A now-removed Facebook profile is shedding more light on the Colorado shooting suspect, 21-year-old Ahmad Al Aliwi Alissa.
A high school classmate, and Ahmad Al Aliwi Alissa’s brother Ali Aliwi Alissa, confirmed to CNN the Facebook page’s authenticity. A Facebook spokesperson confirmed to CNN the company had removed Facebook and Instagram accounts belonging to the suspect.
In a number of Facebook posts, the shooting suspect made homophobic remarks and in two posts, even used anti-gay slurs.
He also claimed to believe that his former high school had been hacking into his phone.
“Just curious what are the laws about phone privacy because I believe my old school (a west) was hacking my phone,” the suspect wrote in a March 18, 2019 Facebook post.
He made a second post on July 5, 2019, also claiming that “racist islamophobic people” were hacking his phone, saying, “let me have a normal life I probably could.”
When questioned about it by his Facebook friends about how he believed that the school was hacking his phone, Alissa responded, “I believe part racism for sure. But I also believe someone spread rumors about me which are false and maybe that set it off.”
The profile claims that Alissa attended Arvada West High School; Jefferson County Public Schools spokesperson Cameron Bell confirms he was a student there from March 2015 until he graduated in May 2018.
Bell did not immediately respond with a comment on Alissa’s Facebook post.

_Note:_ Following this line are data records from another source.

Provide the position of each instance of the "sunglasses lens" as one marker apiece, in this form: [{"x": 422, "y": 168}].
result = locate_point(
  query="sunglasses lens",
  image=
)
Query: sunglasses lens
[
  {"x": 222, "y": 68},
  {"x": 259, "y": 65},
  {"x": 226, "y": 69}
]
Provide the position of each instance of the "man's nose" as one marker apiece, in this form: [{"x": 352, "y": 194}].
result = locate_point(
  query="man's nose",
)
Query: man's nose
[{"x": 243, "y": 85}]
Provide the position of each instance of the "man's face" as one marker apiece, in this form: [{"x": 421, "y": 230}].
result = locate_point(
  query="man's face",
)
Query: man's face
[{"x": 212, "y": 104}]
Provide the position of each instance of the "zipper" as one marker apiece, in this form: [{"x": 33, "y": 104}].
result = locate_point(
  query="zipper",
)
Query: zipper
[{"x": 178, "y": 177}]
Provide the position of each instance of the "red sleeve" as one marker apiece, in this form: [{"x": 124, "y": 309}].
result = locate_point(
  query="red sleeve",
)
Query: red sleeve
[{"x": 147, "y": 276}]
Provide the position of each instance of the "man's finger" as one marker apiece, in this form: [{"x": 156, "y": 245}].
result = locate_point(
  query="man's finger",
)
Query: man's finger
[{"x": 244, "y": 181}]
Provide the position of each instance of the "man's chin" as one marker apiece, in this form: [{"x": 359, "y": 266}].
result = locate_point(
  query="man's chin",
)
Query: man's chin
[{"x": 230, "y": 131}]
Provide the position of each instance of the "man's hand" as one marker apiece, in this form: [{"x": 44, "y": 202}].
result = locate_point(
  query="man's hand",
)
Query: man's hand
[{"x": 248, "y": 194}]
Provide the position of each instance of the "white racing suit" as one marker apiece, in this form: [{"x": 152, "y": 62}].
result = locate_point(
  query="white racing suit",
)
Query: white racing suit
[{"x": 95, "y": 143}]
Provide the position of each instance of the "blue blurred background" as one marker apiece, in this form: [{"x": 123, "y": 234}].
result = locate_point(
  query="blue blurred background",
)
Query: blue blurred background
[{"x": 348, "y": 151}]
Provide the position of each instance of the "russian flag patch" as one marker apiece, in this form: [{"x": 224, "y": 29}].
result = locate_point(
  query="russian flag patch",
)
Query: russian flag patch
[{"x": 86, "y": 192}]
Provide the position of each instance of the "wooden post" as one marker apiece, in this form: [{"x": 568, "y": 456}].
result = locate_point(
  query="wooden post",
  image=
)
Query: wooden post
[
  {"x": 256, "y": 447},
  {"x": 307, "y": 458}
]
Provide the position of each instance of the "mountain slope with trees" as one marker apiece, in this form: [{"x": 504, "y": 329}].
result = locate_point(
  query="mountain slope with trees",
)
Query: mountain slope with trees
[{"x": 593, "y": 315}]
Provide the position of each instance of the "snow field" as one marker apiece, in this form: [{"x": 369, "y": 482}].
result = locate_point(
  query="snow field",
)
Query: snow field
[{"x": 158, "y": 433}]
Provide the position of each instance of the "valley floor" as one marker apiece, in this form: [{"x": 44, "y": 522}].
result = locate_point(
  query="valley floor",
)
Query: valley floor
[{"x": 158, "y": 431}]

That post comes in light of what his brother also told CNN, namely that he believes the suspect may have suffered from mental illness and that around 2014, Alissa felt he was being followed and chased and became increasingly “paranoid.”
At one point, his brother remembers Alissa even placed duct-tape over the camera on his computer to block anyone he believed to be following him, he said.
“He always suspected someone was behind him, someone was chasing him,” Ali Alissa said. “We kept a close eye on him when he was in high school. He would say, ‘someone is chasing me, someone is investigating me,’ and we’re like, ‘come on man, there’s nothing.’ … He was just closing into himself.”
Alissa also posted videos of him purportedly wrestling in high school. He occasionally made posts about his Muslim faith.
“Born in Syria 1999 came to the USA in 2002,” Alissa wrote in his profile description. “I like wrestling and informational documentaries.”
In 2015, like many Facebook users, he changed his profile picture to the French flag in the wake of the terrorist attacks at a musical venue in Paris. He also shared a post from another Facebook user about Islamophobia in the aftermath of the April 2019 Christchurch, New Zealand mosque shootings.
“The Muslims at the #christchurch mosque were not the victims of a single shooter,” the shared post read. “They were the victims of the entire Islamophobia industry that villified [sic] them.”